Investors To Back Power’s Music Festivals

Vince Power’s bid to float Music Festivals on the alternative investment market will get an enthusiastic reception from investors, according to The Guardian.

“This is a goer,” one senior fund manager told the UK daily, a day before the investor roadshow kicked off March 21.

The listing is being handled by Merchant Securities and is expected to raise between £8 million and £9 million, which will be used to buy three events including Power’s Hop Farm and Fèis festivals.

It’s also said to be looking at a so far unnamed classical music event.

Several of the UK’s business papers are reporting the float is attracting interest from institutional investors.

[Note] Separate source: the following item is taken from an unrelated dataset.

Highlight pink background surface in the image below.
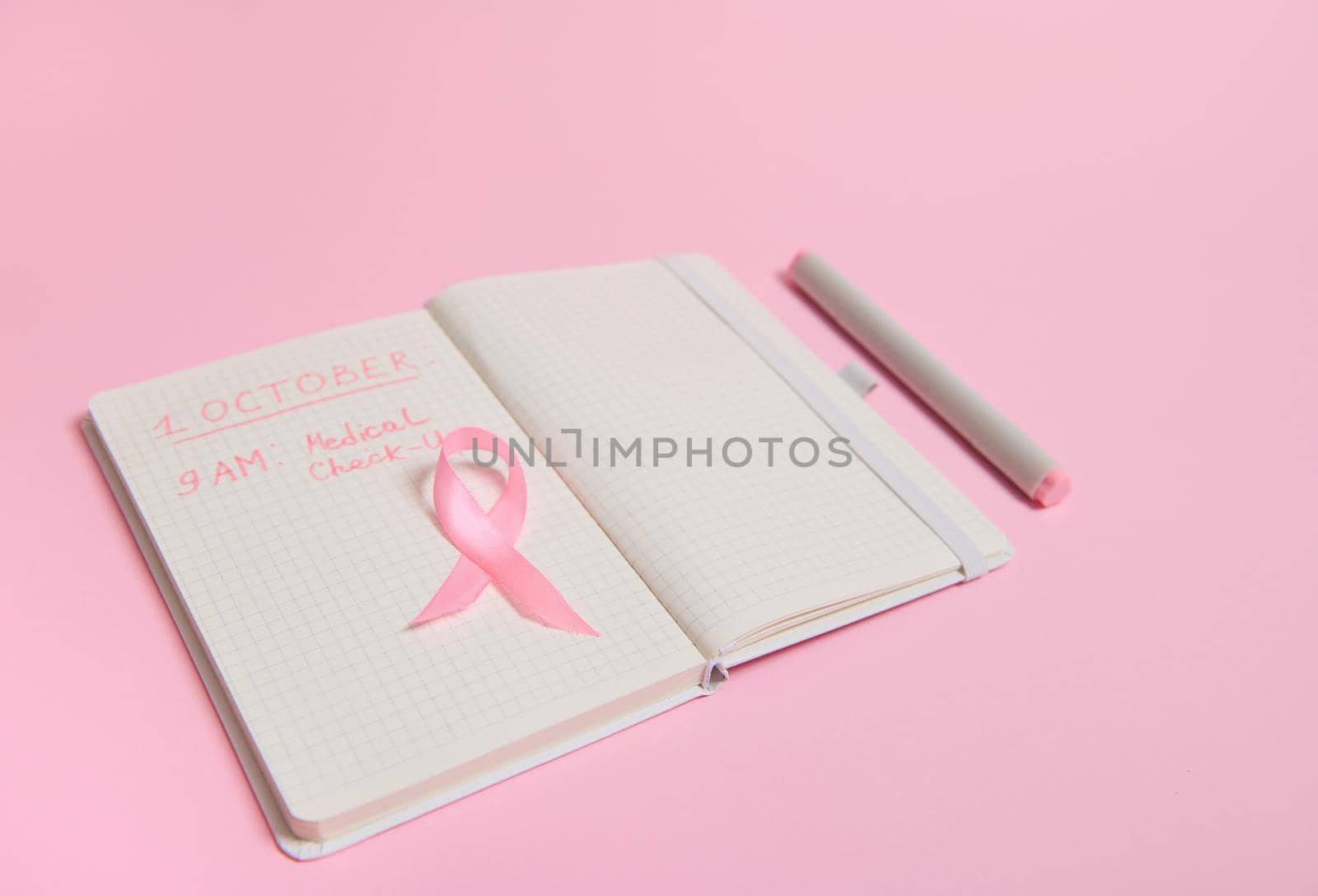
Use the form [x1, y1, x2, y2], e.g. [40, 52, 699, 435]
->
[0, 0, 1318, 894]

The company, which is debt free profitable despite its Benicassim Festival in Spain having a bad year in 2010, will be chaired by former Capital Radio chief exec David Mansfield. Power will be the chief executive working alongside his former Mean Fiddler compatriot Jon Hale as finance director.

Power’s most recent venture, a pubs and promotions business, ended in administration but investors are apparently still keen to back his expertise in the outdoor arena.

“We will start festivals from the ground up as well as acquire them,” Power told The Guardian. “We’ve got a five-year plan to turn this into a substantial festival company.”

Power is best known for his time in charge of Mean Fiddler, which began with one venue in north London and eventually grew to own Leeds and Reading festivals.

The company floated on AIM in 2001 and four years later was sold for £38 million to a joint-venture formed by what was then Clear Channel and Irish promoter Denis Desmond’s Gaiety Investments.

Power returned to the festival business once his non-compete agreements expired in 2008.

The non-compete clauses are said to include him not promoting festivals or venues with capacities of 2,000 for more than three years.

At press time it wasn’t possible to contact Desmond, who is also a Music Festivals shareholder, to hear if he’ll be looking to buy a bigger slice of the company.